The model we’ve used in healthcare R&D during the past several years clearly no longer works. One of the reasons is that we have lost our focus on the patient. While stakeholders have been busy boosting collaboration between bench scientists and clinical researchers, the patient experience and point of view has largely been absent from the big research picture, but putting the patient at the core of what we do is essential to advancing the innovation process.

To produce products that make a meaningful difference for patients, we need a broad understanding of patients’ needs and to ensure that their voice is heard. Unfortunately, according to Patient View’s recent international survey, pharma has a poor reputation globally with patient advocates – even declining by 20 percent in 2012. “The fundamental flaw seems to be that companies remain overly product-focused in any dealings with patient groups, and still do not truly see the world from a patient perspective,” the survey concludes.

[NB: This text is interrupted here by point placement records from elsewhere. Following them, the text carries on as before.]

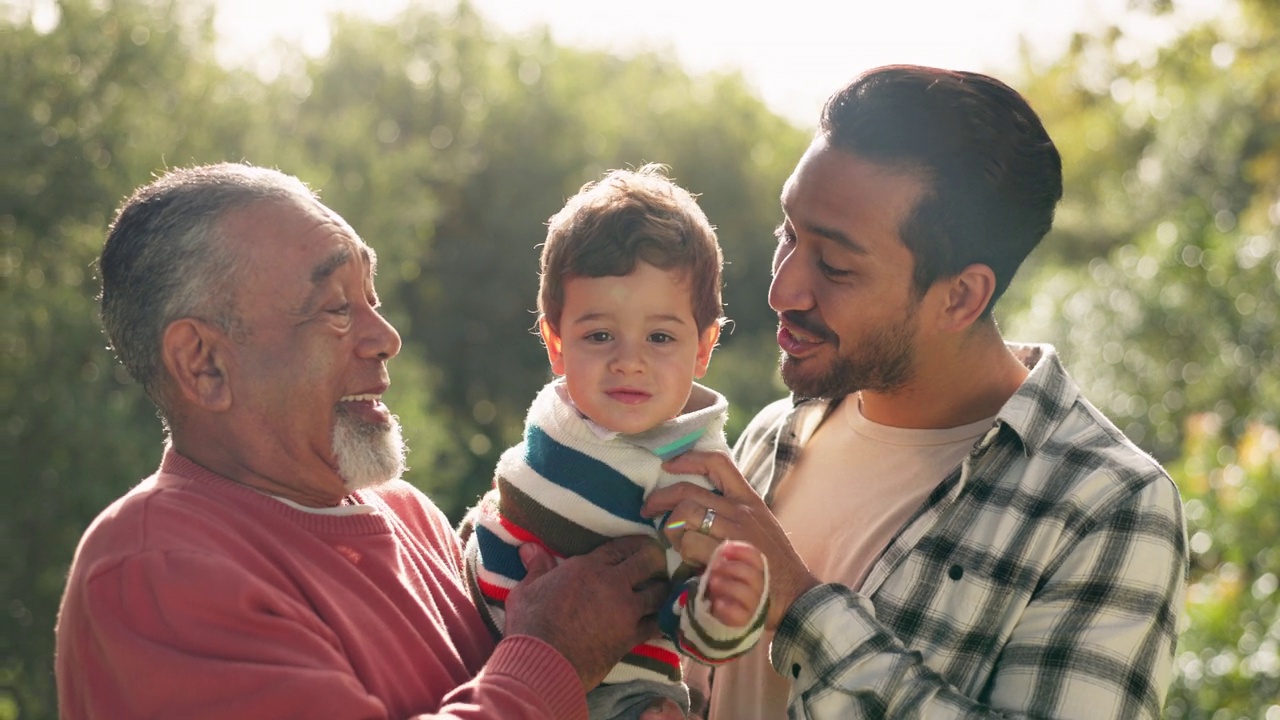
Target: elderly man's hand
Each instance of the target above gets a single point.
(594, 607)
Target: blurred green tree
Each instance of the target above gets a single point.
(457, 145)
(1160, 287)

We have a long way to go to be seen as a partner with patients in addressing their healthcare needs. In today’s R&D world, partnerships with advocacy and patient groups are necessary for improving the R&D process. Who is better to help define the gaps in treatment than those living with a particular disease or those who advocate for them? Through their insights, we will develop medicines that better fit their unmet needs

At Sanofi, we believe in an R&D vision that combines open innovation and translational medicine. Patients provide the critical link between these two approaches, and their involvement is the key to having a tremendous impact for individuals, health and medicine. So as we go beyond the pill to develop and deliver real solutions and services for patients, we recognize that it must be done in collaboration with key stakeholders, including patients and advocates, across the health ecosystem.

Here at BIO, an entire afternoon will focus on how translational medicine is helping to bridge the gaps in our scientific knowledge. Here’s one example: The discovery of PCSK9 gene variants in a French family with inherited high cholesterol and early mortality led to the discovery of variants in African American families with the opposite effects – very low cholesterol and fewer deaths from heart disease. Sanofi and others have translated such findings into groundbreaking new drug candidates that are being tested in the clinic.

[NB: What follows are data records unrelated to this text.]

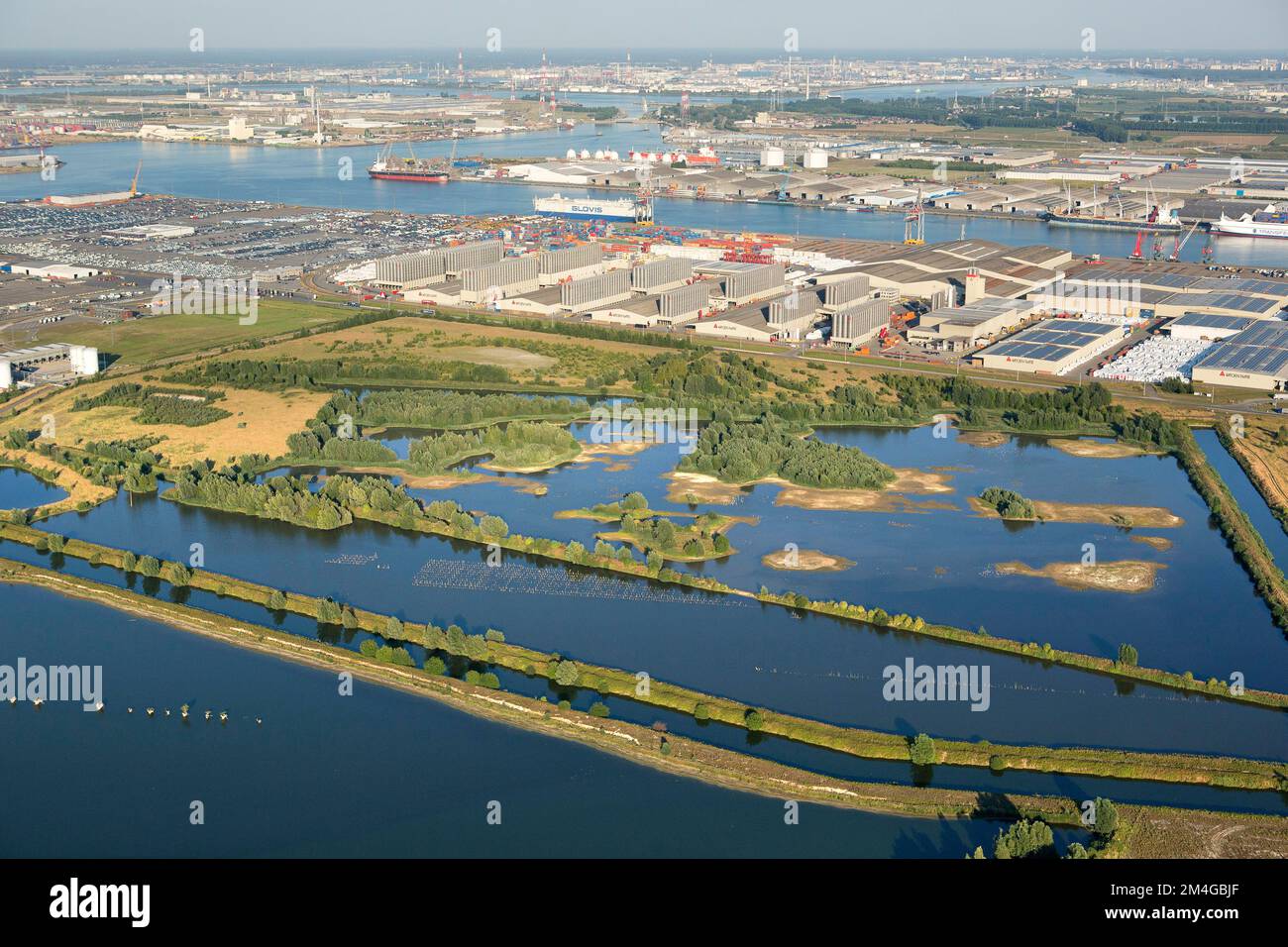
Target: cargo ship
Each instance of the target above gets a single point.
(1265, 223)
(591, 209)
(387, 167)
(1112, 223)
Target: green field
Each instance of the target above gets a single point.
(153, 338)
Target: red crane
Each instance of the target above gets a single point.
(1140, 235)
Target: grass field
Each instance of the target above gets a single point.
(161, 337)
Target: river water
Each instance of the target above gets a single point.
(436, 770)
(313, 176)
(377, 774)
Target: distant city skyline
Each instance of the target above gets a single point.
(823, 26)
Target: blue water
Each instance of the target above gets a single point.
(20, 489)
(377, 774)
(312, 176)
(812, 665)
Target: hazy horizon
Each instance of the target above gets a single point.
(677, 26)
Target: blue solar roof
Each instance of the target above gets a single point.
(1258, 350)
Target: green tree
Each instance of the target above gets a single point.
(1024, 839)
(1107, 818)
(922, 750)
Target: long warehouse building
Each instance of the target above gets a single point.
(1257, 359)
(595, 291)
(1052, 347)
(661, 274)
(507, 277)
(858, 322)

As for regaining patients’ trust, we need to find – or create – opportunities to help reduce the barriers between patients and pharma.

Without this kind of connection, scientist cannot be truly innovative. To accelerate the pace of research and bring better treatment options to patients, scientists must understand their needs and ensure that their voices are heard. Here’s a start. Sanofi recently announced a new partnership with the patient network PatientsLikeMe and the nonprofit Center for Information and Study on Clinical Research Participation (CISCRP) to raise awareness about the benefits of participating in clinical trials. The partnership will utilize PatientsLikeMe’s Clinical Trial Awareness tool to match patients with relevant Sanofi trials and CISCRP’s educational materials to inform patients and their support network about the clinical research process. Through the tool, patients can search for and be notified about trials based on age, sex, disease or condition and location criteria.

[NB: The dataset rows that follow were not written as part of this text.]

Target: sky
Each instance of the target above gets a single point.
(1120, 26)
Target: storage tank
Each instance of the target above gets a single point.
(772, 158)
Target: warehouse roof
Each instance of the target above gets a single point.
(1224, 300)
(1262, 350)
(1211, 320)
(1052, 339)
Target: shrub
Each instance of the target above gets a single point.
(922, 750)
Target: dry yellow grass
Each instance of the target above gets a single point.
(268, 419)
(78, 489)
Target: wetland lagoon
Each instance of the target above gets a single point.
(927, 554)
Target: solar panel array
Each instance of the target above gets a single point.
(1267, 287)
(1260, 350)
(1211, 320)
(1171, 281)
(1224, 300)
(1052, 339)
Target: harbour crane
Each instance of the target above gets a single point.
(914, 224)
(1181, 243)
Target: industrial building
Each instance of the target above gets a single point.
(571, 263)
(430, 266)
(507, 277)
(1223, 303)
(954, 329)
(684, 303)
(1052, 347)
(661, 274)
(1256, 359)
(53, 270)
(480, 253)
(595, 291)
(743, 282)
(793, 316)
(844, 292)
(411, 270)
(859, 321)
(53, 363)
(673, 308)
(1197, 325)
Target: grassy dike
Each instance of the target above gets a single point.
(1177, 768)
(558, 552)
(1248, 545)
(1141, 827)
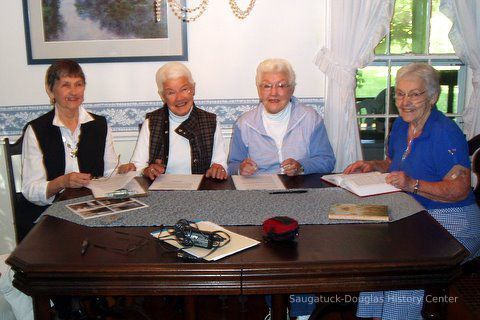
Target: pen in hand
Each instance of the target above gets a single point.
(84, 247)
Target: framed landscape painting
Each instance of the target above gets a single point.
(101, 31)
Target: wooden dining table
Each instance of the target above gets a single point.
(411, 253)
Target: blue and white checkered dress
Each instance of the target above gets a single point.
(464, 224)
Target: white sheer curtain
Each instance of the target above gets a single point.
(355, 28)
(465, 38)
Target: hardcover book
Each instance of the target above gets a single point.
(347, 211)
(362, 184)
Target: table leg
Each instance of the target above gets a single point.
(279, 306)
(189, 303)
(41, 307)
(435, 304)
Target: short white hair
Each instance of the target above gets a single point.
(172, 70)
(428, 74)
(275, 66)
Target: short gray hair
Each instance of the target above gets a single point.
(172, 70)
(424, 71)
(275, 66)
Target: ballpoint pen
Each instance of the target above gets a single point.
(84, 247)
(288, 191)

Scientific innovation is clearly a cornerstone for creating better patient health. Nonetheless, innovation is too slow, too expensive and too often not focused enough on what is most important to patients. Human disease is far more complex than we used to believe, and simulating its full complexity in a tube or on a chip is still beyond our reach. Healthcare today is so complex that no one organization – be it industry, government, care organizations or providers – can make a huge impact alone. Only working together will we solve the most complex patient issues, and only by including those patients and their advocates in the R&D process will we be truly successful.

Elias Zerhouni is President of Global R&D with Sanofi.